Nope. As the first Survivor winner, Richard Hatch, discovered through convictions and prison time, even if you win a prize on television, Uncle Sam counts it as taxable income. How much you’re taxed depends on your income and the state you live in (because if your state levies income taxes, it will want its bite, too). However, it’s safe to say that you’ll lose nearly half to the taxman. If you want to survive on Survivor winnings for 20 years, you’ll have to budget less than $30,000 a year after taxes.For shows with $500,000 prizes, such as Big Brother, the tax bracket is lower so the scale slips, but you still only come away with about $375,000. (CBS reps for The Amazing Race and Big Brother did not respond to WalletPop’s requests for prize information.)

Contestants can’t claim ignorance. The tax information is in the fine print of the contract they sign when they first appear on the show. At one of Hatch’s trials, Survivor’s producer, Mark Burnett, got on the stand and confirmed that when contestants sign their contracts, they agree to pay taxes on their winnings. Subsequently, Hatch went to jail.

In 2007, eagle-eyed fans at the TV news site RealityBlurred.com freeze-framed the payout terms of NBC’s America’s Got Talent and discovered the prize, repeated on television as a million-dollar award, actually came with plenty of strings attached. One of which was that the contestant could choose to receive the prize in the form of a financial annuity paid out over forty years, or they could choose to receive the present cash value of that annuity.

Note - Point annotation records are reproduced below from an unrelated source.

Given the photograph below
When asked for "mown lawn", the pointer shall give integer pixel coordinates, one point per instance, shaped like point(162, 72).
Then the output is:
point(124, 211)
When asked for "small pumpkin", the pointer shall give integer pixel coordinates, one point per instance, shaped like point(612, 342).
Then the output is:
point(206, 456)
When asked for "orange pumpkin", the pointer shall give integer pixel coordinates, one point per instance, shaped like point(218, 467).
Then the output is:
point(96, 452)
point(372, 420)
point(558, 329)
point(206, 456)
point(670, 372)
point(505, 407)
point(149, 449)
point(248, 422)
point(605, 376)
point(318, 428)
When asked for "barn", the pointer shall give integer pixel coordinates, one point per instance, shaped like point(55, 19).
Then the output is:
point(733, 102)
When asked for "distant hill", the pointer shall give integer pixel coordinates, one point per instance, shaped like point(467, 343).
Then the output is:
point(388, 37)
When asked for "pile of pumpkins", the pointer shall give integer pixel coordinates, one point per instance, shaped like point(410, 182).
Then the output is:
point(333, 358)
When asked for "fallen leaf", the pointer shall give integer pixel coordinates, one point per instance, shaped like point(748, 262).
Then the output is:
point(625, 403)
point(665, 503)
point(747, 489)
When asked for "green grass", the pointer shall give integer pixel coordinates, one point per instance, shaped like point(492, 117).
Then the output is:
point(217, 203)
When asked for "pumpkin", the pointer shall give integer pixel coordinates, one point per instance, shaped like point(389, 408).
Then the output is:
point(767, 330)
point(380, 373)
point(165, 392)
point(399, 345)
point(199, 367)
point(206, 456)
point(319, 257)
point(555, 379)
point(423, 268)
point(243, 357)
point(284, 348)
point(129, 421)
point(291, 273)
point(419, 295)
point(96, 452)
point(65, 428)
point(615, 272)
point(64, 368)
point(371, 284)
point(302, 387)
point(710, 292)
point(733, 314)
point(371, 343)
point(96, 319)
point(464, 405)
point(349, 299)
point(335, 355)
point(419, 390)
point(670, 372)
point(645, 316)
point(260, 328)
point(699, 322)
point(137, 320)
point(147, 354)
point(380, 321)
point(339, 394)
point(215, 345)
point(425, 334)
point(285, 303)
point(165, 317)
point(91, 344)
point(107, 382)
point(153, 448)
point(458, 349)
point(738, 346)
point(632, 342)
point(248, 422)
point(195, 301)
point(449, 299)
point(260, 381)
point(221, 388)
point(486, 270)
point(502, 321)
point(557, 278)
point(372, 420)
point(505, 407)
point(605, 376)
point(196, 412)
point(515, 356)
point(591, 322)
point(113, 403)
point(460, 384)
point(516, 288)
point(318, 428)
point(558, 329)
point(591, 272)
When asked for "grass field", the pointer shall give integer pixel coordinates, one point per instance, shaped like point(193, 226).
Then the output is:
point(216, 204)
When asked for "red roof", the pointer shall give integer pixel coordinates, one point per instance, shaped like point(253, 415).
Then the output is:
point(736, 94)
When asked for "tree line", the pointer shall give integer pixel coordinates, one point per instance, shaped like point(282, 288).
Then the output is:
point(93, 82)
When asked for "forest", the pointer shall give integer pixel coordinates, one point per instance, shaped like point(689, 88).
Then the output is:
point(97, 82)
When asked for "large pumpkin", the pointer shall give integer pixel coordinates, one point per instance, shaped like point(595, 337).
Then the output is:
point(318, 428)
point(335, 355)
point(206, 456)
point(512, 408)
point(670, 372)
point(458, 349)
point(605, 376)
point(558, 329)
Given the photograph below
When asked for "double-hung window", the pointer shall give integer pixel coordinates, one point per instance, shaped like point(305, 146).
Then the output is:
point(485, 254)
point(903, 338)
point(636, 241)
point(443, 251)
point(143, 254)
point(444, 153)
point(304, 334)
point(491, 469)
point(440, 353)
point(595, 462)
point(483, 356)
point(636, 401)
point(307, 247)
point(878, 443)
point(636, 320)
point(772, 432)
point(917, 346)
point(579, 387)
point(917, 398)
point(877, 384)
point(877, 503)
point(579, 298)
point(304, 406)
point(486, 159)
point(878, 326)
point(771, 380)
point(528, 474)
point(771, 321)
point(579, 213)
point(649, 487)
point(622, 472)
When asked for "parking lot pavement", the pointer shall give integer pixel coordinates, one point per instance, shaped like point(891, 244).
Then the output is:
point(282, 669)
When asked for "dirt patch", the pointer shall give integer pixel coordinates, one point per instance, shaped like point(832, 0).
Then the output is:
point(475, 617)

An annuity is designed to pay over time and isn’t worth as much if you cash out early. Reality Blurred’s accountant calculated that if a winner took the prize annually, it would pay about $25,000 for 40 years, but if he wanted his winnings in a lump sum, it would only yield $450,426, or about $375,000 after taxes. That’s about one-third of the promised million bucks. In fact, it’s close to what you’d get if you won a $500,000 prize as a one-time payment.